PEC has a deep knowledge of how to produce physics-based models and simulations that replicate real-world events. Often these problems do not have the “big data” that allows normal machine learning techniques to be successful, and data modeling is instead hampered by issues of “sparse data.” Our staff has decades of engineering design and research experience along with a healthy knowledge of data science techniques, and we believe that the best models capture the underlying physics of the problem.
Our unique blend of engineering and data science backgrounds allows PEC to deliver accurate models that perform best where it counts most, leveraging available data, augmenting with synthetic data, and capturing the underlying physics of the problem. We employ techniques that include deterministic fast-running models (FRM), time-marching transient modeling, single and multi-degree-of-freedom (MDOF) modeling, statistical modeling, and stochastic process modeling.

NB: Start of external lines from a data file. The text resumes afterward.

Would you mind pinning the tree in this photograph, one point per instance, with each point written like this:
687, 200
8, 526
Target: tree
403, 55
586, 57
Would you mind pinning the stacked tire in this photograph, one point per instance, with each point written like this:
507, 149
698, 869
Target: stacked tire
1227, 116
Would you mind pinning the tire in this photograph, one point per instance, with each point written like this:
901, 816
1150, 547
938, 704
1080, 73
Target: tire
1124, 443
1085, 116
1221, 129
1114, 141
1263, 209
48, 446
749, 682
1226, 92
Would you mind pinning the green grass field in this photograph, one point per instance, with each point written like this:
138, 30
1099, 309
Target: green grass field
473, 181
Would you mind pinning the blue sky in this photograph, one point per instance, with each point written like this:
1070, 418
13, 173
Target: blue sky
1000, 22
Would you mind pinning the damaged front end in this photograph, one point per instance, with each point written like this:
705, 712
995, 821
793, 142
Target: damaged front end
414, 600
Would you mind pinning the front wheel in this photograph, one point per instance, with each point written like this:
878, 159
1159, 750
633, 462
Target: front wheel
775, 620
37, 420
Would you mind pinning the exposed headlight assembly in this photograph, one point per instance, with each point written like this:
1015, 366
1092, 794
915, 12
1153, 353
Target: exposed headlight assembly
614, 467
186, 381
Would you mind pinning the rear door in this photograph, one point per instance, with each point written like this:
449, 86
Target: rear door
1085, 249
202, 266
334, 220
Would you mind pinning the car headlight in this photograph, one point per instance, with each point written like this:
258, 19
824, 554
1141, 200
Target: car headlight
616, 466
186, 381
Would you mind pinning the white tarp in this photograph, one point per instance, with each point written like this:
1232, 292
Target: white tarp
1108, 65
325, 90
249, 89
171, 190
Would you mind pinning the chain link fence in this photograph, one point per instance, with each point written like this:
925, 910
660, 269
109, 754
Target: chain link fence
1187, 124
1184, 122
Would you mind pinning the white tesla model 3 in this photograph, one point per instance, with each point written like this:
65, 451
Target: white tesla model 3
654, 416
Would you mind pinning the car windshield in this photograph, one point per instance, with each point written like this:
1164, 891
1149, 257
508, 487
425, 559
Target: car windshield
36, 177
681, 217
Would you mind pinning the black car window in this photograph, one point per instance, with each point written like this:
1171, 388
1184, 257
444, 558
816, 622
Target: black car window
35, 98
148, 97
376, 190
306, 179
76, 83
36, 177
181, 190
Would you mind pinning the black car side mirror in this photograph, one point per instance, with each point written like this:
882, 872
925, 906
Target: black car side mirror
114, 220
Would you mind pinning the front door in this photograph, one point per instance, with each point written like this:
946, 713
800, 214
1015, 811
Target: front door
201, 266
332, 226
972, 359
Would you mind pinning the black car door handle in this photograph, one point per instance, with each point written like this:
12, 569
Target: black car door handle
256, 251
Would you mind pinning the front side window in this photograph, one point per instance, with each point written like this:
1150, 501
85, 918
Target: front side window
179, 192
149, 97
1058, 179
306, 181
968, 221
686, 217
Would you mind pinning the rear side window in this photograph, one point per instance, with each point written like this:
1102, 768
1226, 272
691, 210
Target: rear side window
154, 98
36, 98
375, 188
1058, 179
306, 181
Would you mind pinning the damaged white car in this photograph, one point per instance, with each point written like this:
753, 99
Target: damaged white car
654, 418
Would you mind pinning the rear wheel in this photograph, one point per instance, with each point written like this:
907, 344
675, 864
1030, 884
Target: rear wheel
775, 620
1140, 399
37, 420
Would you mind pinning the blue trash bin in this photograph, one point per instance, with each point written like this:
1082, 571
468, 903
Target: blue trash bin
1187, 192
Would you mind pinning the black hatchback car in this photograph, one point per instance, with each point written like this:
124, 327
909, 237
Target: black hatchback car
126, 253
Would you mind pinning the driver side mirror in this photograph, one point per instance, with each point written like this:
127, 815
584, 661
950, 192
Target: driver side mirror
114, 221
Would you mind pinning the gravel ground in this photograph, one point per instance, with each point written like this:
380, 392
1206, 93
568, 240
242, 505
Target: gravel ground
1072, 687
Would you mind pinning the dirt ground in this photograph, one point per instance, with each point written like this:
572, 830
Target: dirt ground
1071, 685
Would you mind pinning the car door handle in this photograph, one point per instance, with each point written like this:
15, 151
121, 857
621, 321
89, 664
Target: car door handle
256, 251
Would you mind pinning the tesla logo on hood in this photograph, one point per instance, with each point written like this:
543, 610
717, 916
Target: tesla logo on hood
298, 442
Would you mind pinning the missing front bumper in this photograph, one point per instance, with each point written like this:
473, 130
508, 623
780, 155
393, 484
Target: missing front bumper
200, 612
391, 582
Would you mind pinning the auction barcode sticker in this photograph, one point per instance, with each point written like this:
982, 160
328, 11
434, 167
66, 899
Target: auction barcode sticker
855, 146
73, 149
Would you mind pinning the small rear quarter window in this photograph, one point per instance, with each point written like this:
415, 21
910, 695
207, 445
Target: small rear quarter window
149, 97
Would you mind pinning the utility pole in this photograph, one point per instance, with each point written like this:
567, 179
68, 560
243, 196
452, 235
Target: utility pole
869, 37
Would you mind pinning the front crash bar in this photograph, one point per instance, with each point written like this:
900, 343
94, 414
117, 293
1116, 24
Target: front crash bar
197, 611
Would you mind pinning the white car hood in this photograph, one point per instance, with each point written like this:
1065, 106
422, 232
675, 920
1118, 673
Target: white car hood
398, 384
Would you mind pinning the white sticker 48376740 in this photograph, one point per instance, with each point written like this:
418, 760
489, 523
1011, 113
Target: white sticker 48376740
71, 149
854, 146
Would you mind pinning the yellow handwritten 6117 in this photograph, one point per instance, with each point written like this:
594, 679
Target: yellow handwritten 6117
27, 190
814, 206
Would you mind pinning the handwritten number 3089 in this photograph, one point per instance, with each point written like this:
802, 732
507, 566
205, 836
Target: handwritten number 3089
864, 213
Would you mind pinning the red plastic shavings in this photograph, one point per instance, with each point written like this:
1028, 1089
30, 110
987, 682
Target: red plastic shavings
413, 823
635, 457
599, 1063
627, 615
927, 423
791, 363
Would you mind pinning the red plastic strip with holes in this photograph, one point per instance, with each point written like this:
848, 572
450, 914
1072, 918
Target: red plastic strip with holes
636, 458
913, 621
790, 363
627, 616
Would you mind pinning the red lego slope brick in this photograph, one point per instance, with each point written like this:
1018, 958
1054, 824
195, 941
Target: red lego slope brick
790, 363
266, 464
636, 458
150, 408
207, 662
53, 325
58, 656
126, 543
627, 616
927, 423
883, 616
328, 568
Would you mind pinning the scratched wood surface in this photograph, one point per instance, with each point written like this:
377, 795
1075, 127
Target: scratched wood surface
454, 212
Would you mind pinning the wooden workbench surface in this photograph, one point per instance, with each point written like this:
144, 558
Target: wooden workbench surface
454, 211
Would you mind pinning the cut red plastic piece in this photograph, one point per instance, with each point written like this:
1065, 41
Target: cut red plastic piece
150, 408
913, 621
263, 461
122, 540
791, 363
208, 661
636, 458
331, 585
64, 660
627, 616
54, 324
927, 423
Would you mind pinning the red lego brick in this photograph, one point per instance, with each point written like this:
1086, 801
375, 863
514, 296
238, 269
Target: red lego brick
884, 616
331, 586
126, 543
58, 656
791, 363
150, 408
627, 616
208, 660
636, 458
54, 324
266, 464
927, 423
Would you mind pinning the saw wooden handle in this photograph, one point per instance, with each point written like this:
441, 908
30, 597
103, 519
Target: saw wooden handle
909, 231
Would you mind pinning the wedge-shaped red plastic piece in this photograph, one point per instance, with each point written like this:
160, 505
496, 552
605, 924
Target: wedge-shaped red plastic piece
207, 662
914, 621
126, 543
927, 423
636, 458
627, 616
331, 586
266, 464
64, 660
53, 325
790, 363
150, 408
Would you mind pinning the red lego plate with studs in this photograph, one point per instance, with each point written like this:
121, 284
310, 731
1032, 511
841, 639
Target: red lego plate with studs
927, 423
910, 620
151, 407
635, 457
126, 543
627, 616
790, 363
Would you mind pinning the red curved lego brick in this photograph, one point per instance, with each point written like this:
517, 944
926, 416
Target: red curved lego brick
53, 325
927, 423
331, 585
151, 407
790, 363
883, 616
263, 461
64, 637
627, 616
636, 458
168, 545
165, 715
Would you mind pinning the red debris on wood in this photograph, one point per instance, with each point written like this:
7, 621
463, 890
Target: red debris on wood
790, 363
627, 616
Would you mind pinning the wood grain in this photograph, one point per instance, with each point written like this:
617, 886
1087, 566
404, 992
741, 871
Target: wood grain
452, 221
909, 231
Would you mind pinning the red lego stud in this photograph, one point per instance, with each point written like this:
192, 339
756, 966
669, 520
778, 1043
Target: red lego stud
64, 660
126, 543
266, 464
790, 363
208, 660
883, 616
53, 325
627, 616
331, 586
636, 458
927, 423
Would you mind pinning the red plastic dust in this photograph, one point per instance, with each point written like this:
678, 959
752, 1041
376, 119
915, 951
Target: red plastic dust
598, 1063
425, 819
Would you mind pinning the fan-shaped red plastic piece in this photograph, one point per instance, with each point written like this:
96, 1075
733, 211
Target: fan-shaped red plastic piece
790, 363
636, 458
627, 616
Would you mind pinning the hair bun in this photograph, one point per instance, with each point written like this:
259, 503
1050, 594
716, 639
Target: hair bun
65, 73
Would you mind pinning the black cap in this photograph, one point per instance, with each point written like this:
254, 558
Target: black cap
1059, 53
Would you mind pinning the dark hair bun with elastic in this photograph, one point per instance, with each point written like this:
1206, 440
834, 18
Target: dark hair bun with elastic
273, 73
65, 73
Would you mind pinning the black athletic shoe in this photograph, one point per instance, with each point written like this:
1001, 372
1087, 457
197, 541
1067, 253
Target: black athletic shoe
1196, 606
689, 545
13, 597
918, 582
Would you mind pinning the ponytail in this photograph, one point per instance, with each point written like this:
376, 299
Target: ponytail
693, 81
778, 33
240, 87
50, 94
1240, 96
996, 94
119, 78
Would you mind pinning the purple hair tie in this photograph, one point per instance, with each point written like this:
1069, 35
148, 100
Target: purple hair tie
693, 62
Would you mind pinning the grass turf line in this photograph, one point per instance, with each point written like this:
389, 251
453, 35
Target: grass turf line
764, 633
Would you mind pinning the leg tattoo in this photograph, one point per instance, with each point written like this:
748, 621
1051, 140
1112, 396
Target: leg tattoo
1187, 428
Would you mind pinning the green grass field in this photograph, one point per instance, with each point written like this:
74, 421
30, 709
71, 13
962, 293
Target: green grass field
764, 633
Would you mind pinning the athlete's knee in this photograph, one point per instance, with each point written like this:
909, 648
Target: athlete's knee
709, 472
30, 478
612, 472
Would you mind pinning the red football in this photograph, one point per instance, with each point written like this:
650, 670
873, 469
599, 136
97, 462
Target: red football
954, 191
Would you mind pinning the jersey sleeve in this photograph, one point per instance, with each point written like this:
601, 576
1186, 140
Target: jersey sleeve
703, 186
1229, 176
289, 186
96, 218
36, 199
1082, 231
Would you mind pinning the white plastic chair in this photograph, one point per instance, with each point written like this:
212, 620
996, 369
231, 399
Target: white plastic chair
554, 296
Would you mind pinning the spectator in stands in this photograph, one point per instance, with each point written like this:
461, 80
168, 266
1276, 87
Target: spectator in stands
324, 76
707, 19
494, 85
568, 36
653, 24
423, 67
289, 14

Protection Engineering Consultants has dedicated data scientists that are familiar with traditional statistical approaches. We have developed statistical solutions for a variety of problems such as fragmenting debris, human injury risk, high-speed video tracking, and armored vehicle vulnerability. Our team has experience developing statistical models for sparse, real-world test data as well as large databases containing thousands of simulations. We choose and deploy models to fit the problem at hand, ranging from basic probability distribution fitting to complex Markov chain Monte Carlo algorithms in computational Bayesian frameworks.
Fast Running Models
When time is of the essence, military decision makers often cannot wait for engineers to construct and run high-fidelity finite element predictions. Fast running models (FRMs) are often used instead. These FRMs are constructed beforehand, by fitting experimental and FEA-generated data. PEC has developed a range of such models for explosion loading of buildings, bridges, vehicles, and human occupants. Our clients place as much weight on model accuracy as they do on model efficiency, with a premium placed on model robustness and extensibility. We have years of experiences developing fast running models that deliver high-fidelity with low overhead, while capturing the underlying physics of the problem. Our artificial intelligence solver, EMBER, makes quick work of such challenges and helps us create satisfying, physics-based models.
Running real-world test programs is time consuming and costly. Research engineers frequently create finite element models of physical tests before conducting them to ensure the test design is sound. Sometimes questions arise regarding the cameras, gauges, and other instrumentation involved. Our team has developed methods to effectively emulate real-world equipment, such as high-speed cameras, laser interferometry, passive vehicle guidance, etc. Our emulation approach enables clear decisions to be made about the best equipment, as well as providing ground-truth scenarios for testing using our computer vision and signal processing algorithms. We not only simulate the physical test event; we simulate the way it will be recorded and analyzed.